Ah darts, what can possibly go wrong? Simon Whitlock's facial hair, that's what. Now, you may look at the photo at the top of this page and say that the pot is referring to the kettle as black. However, if you saw Whitlock, you'd just say pot.

The Aussie Brett Lee lookalike sports a beard last seen on that naked chap who used to be in Queens of the Stone Age and a glassy-eyed look that suggests a collection of unusually-shaped pipes hidden away at home.

Before the highlights of his match we were treated to a short and suitably inane interview with 'The Wizard'. When asked what animal he would be, he replied, "a cockatoo, cos they live to be 100 years approximately and they can fly. Flying's great." The Wizard had a few air miles on the clock surely.

Sadly, Whitlock lost out but happily, it allowed Bobby George to say "the Wizard had a bad spell tonight". Wearing a chain round his neck that could keep a Harley safe from thieves, George has struggled to find his range at times but is always helped by wily cohort Ray Stubbs. The pair perch themselves in a dingy theatre bar in front of photos of all the greats (Carson, Davidson, Kranky) and shoot the breeze on the day's action.

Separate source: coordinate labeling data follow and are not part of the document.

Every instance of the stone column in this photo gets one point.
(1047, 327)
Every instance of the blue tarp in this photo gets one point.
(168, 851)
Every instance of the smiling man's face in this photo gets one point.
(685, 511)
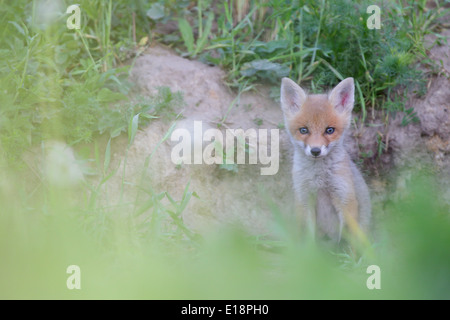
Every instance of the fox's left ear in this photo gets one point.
(342, 97)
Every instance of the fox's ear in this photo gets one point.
(342, 97)
(292, 96)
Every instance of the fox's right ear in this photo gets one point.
(292, 97)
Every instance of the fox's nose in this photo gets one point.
(315, 152)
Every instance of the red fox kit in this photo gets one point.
(316, 125)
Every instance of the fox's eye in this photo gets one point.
(303, 130)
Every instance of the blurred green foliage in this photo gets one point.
(72, 85)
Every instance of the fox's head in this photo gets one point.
(317, 122)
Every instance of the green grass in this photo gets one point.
(71, 86)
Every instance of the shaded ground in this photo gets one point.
(245, 197)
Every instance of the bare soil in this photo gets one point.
(245, 198)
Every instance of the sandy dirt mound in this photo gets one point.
(243, 197)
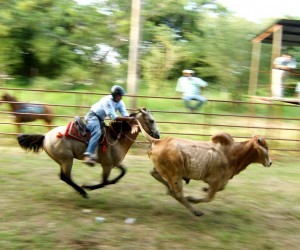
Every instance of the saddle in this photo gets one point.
(77, 130)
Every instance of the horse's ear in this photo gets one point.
(143, 110)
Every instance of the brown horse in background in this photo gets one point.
(28, 112)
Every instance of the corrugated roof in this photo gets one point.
(290, 32)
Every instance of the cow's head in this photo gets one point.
(261, 146)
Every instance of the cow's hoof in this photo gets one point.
(198, 213)
(192, 199)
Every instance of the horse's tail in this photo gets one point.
(31, 142)
(145, 134)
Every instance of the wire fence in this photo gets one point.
(278, 122)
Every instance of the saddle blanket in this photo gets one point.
(35, 109)
(73, 133)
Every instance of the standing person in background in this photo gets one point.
(297, 90)
(190, 87)
(106, 106)
(281, 67)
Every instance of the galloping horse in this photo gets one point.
(25, 112)
(119, 137)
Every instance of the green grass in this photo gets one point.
(259, 209)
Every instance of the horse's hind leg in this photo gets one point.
(65, 175)
(105, 175)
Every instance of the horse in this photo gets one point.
(119, 137)
(28, 112)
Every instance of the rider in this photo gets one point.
(106, 106)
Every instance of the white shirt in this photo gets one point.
(190, 86)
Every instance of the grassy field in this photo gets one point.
(260, 208)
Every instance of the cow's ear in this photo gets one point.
(222, 138)
(262, 142)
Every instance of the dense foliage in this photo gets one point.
(61, 39)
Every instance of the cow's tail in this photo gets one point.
(31, 142)
(145, 134)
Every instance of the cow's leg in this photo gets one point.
(205, 189)
(177, 192)
(213, 188)
(158, 177)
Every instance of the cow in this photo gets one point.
(214, 162)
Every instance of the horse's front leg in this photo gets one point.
(105, 180)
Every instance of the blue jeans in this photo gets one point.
(93, 125)
(198, 98)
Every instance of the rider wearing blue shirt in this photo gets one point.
(106, 106)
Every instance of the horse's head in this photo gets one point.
(147, 121)
(7, 97)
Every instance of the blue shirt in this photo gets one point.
(190, 86)
(106, 106)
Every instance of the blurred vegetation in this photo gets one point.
(88, 44)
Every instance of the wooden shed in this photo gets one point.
(284, 32)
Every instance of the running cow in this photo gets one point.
(214, 162)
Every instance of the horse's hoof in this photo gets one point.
(85, 195)
(198, 213)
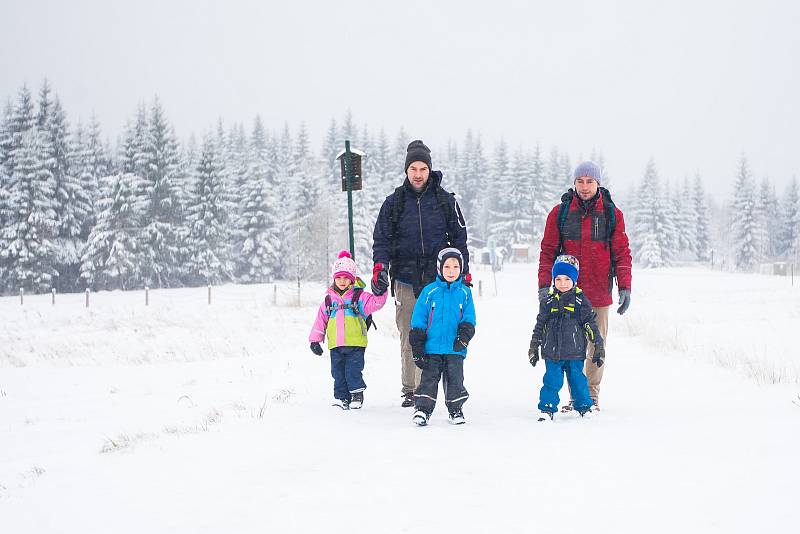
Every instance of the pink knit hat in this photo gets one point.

Their exchange after the Gary Anderson/Gary Robson match on Monday was magic. Anderson beat Robson, a close friend, in a match noticeably lacking in intensity. George was having none of it. "This is the World Championship.

The fact he's your friend shouldn't come into it."

Then the vast amounts of jewellery seemed to take control and he turned into Mr T. "You've got to beat 'em up. When I'm playing with the boy, I beat him up.

You've got to beat 'em up. I beat him up bad." Stubbsy was quick to stem the impending flood of letters, "We must stress you're talking about beating up your boy in the darting sense."

Despite George and Ray's noble efforts though, the star of the week has been Jelle Klaasen, a 21year old Dutchman who throws quicker than a Black Sox pitcher with gambling debts. "The young phenomena, " as commentator John Part called him (them? ) is known as the Matador (looks a little Mediterranean, enjoys hitting bulls), and after disposing of Mervyn King he faced Paul Hogan, whose nickname you can probably work out for yourself.

After walking on to the haunting strains of gabba techno, Klaasen went to work and despite a serious wobble towards the end, saw himself through with style. "He's a good lad, " said Bobby George. "He can count." Indeed, the Dutch are famous for it apparently.

Stubbs took to calling him 'The Lurve Machine' later in the week (Klaasen that is, not George mercifully). Didn't hear anyone else calling him that, which was a little unnerving.